Arse. Thanks. No streams being uncrossed here. Riding worried is way more bloody dangerous than the care free delusion you’re facing down complex 3D problems with the steely gaze of that grizzled rider you vaguely remember. Whereas stiff and careful is pretty much the crapest way to navigate any trail. Hard on the brakes, soft on the flow. Bouncing off obstacles barely deserving a glance when you’re on it. Catastrophising disaster where fun used to be.
This is bloody annoying. Hold that thought as last weekend I revisited the site of the crash looking for some kind of closure.
Looks like nothing. Was still a bugger to walk down without pitching myself arse over head into the next valley. Working back from where I splattered the collarbone, the evidence suggests – for reasons not even remotely close to obvious – I decided the bigger drop on the right was an excellent option for a man whos “downhill huck” ability would be charitably marked as “almost no existent but tries hard“. Not hard enough although the sun baked ground took up the slack on that noun.
Closure? Not really. Everything feels open and if I don’t ride now when conditions are perfect then will I ever? So I buried all that pointless angst, pointed the bike at the hills and got on with it. I was never was dragged to church as a child, so not qualified to compare that to rocking up on fantastic trails and riding them at about 50% of pre splatterbone pace.

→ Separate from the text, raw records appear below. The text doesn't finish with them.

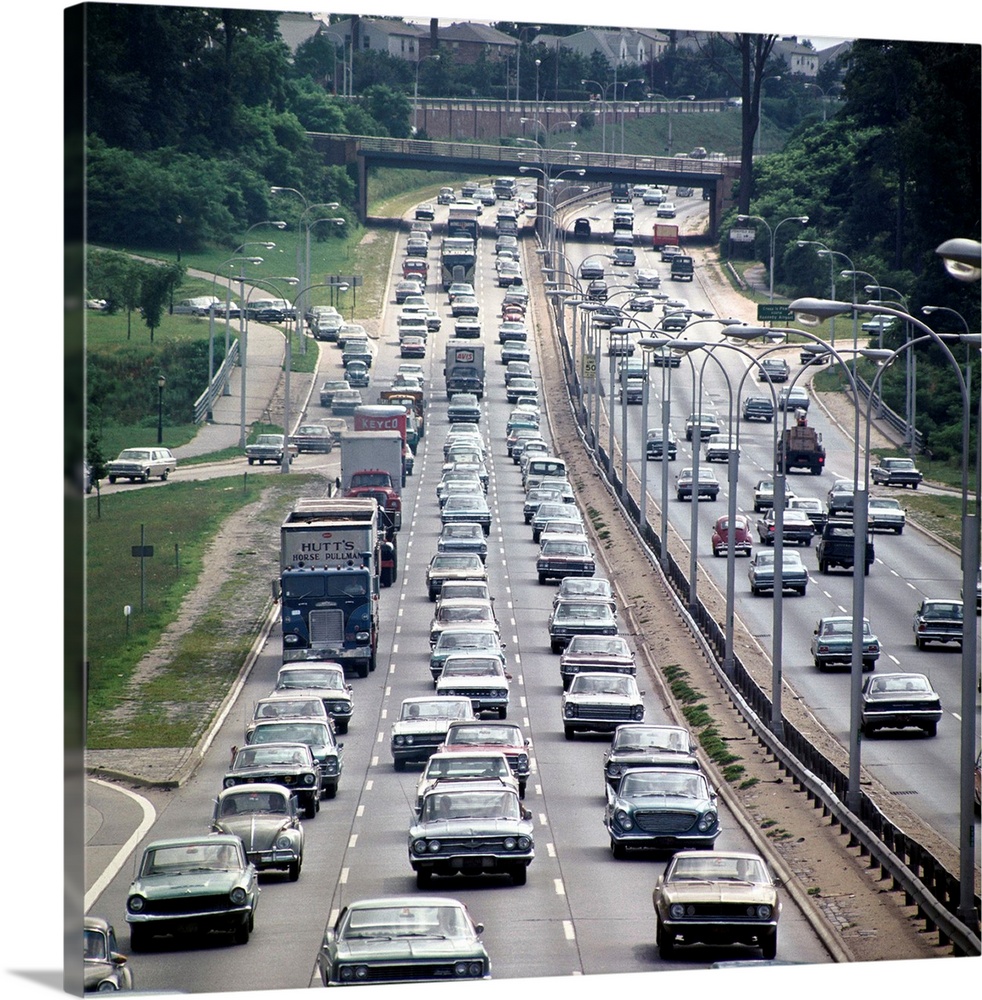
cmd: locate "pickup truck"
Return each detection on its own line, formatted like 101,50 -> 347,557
870,458 -> 924,490
815,518 -> 874,576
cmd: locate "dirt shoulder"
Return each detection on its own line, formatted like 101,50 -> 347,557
535,242 -> 957,961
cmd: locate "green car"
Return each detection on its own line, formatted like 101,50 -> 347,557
126,834 -> 259,951
317,896 -> 491,986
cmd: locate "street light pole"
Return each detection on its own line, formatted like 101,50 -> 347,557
157,374 -> 167,444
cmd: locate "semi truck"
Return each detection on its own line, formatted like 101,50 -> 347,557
777,410 -> 825,476
273,497 -> 395,677
341,431 -> 405,531
443,340 -> 484,399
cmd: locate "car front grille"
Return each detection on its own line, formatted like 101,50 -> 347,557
310,608 -> 344,643
634,809 -> 698,833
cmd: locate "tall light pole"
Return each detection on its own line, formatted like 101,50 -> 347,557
412,53 -> 440,136
737,215 -> 808,302
645,93 -> 696,156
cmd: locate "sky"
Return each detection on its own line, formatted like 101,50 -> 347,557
0,0 -> 982,1000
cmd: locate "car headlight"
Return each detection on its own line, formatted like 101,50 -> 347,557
699,810 -> 716,833
614,809 -> 634,830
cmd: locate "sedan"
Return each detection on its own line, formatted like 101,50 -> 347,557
317,895 -> 491,986
126,833 -> 259,951
866,497 -> 907,535
440,493 -> 491,536
757,507 -> 815,545
913,597 -> 965,649
106,448 -> 177,483
651,851 -> 781,960
861,673 -> 942,736
604,767 -> 720,858
291,424 -> 334,455
712,514 -> 754,556
560,673 -> 644,740
811,615 -> 880,670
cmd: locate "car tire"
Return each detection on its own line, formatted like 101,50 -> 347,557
130,924 -> 150,951
655,917 -> 675,961
760,931 -> 777,961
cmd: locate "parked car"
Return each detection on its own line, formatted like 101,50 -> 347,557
126,833 -> 259,951
604,767 -> 720,858
245,436 -> 292,466
913,597 -> 965,649
106,448 -> 177,483
747,549 -> 809,597
317,896 -> 491,986
604,722 -> 701,788
560,672 -> 644,740
712,514 -> 754,556
211,784 -> 304,882
866,497 -> 907,535
757,506 -> 815,545
652,850 -> 781,961
222,742 -> 322,819
82,914 -> 133,993
861,673 -> 942,736
559,635 -> 638,691
811,615 -> 880,670
675,466 -> 719,501
290,424 -> 334,455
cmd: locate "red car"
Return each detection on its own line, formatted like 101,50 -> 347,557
713,514 -> 754,556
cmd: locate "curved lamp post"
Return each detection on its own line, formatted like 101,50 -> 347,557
790,292 -> 982,920
737,215 -> 808,302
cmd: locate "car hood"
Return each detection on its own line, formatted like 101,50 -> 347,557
217,813 -> 290,852
663,882 -> 778,910
337,936 -> 481,962
130,870 -> 246,899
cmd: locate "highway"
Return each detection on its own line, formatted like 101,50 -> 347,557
565,189 -> 979,845
82,199 -> 844,992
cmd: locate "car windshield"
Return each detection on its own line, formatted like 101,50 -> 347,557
566,635 -> 631,656
338,904 -> 473,941
618,769 -> 709,799
666,854 -> 770,885
423,754 -> 511,779
276,668 -> 344,691
232,747 -> 310,771
613,726 -> 691,753
420,791 -> 521,822
869,674 -> 931,694
141,839 -> 245,876
569,674 -> 634,698
249,722 -> 332,746
220,790 -> 288,817
399,698 -> 469,719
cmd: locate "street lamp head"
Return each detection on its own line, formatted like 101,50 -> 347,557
788,298 -> 852,326
934,239 -> 982,281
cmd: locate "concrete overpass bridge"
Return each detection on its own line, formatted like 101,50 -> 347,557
308,132 -> 740,240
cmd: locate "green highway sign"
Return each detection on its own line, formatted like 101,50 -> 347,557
757,302 -> 792,323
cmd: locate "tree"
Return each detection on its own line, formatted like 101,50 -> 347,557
140,264 -> 187,344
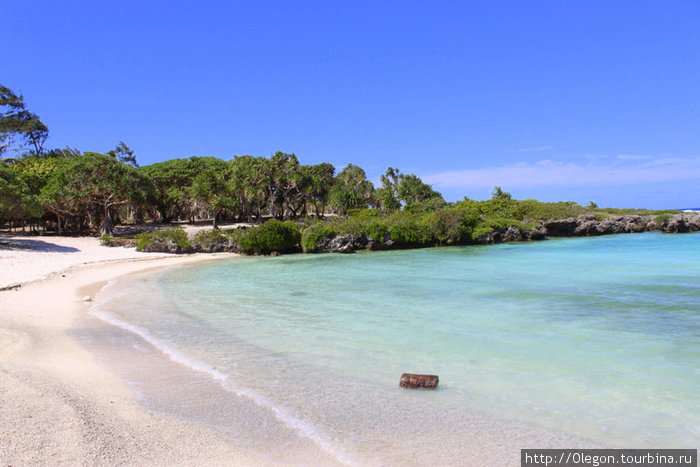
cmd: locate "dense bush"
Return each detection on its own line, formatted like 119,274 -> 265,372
236,219 -> 301,255
301,222 -> 337,253
136,228 -> 192,253
365,221 -> 389,242
389,218 -> 434,247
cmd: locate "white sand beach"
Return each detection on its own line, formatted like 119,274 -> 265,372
0,237 -> 274,465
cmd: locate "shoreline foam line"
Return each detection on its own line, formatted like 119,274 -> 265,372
88,279 -> 356,465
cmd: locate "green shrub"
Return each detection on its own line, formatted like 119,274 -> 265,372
654,212 -> 672,225
425,209 -> 479,245
348,209 -> 379,220
192,229 -> 230,248
238,219 -> 301,255
100,234 -> 112,246
365,222 -> 389,242
473,219 -> 536,239
389,219 -> 434,246
136,227 -> 192,253
301,222 -> 336,253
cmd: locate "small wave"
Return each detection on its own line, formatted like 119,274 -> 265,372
89,294 -> 355,465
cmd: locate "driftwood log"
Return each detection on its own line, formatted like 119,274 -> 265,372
399,373 -> 440,388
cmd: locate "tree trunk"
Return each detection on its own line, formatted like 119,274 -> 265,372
102,205 -> 112,235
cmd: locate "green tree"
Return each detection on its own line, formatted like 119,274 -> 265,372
303,162 -> 335,218
192,159 -> 237,229
137,157 -> 219,223
0,85 -> 49,155
374,167 -> 401,211
264,151 -> 301,218
329,164 -> 374,214
229,156 -> 268,222
0,164 -> 41,225
397,174 -> 444,206
42,152 -> 150,234
107,141 -> 139,167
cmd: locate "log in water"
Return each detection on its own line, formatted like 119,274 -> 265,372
399,373 -> 440,388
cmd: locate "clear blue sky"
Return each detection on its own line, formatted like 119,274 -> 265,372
0,0 -> 700,208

One thing I wondered tho was is this safety first protocol going to plunge me back into that angst.
Because when your prime directive is “I cannot crash” it pretty much ruins riding bikes. Too stiff, too tentative, too nervous and more likely to crash. Well I’m here to tell you that is 100% better than riding on the road. Double that for the turbo. As when you’re riding any trails at any speed, complexity morphs into single threaded muscle memory.
That’s a wonderful thing but it’s a lot more than that. Friends ahead pacing you because they know for you the whole hill is a no crash zone. A quorum of your riding pals happy to dispense with their favourite trails when their needy one -winged individual is stuck in slow mode. A beer, then another one and just one more lubricating our back catalogue of brilliant days out.
And we’re not done. I’m not done. I have had dark moments these last three months contemplating a Venn of age-trails-injury, then staring hard at the intersection. Stepping back and wondering if this is where the end starts. Stripping away ego and being honest about what I want to do. And what I want to ride.
Today tho, none of that mattered. The skies were blue, the trails were dusty and all of my favourite idiots were tuned into Radio Al. If there’s a church dedicated to riding then this would be it. But there isn’t, nor should they be. This was brilliantly familiar but there is no liturgy that can come close to how that feels. You can pray to false gods, but that is nothing to the joy of sharing a post ride beer with your friends.
At 8am this morning I worried that maybe I was done with all this. At 2pm, I couldn’t wait to get out again. Because this is what coming home feels like. Or maybe keeping the faith.
*because otherwise we’ll be here all year. And that will not be time well spent.
**I assume the collective noun is “cult” or “Ponzi Scheme”
***birthday yesterday. Disappointed to find irreconcilable evidence I am not still 35.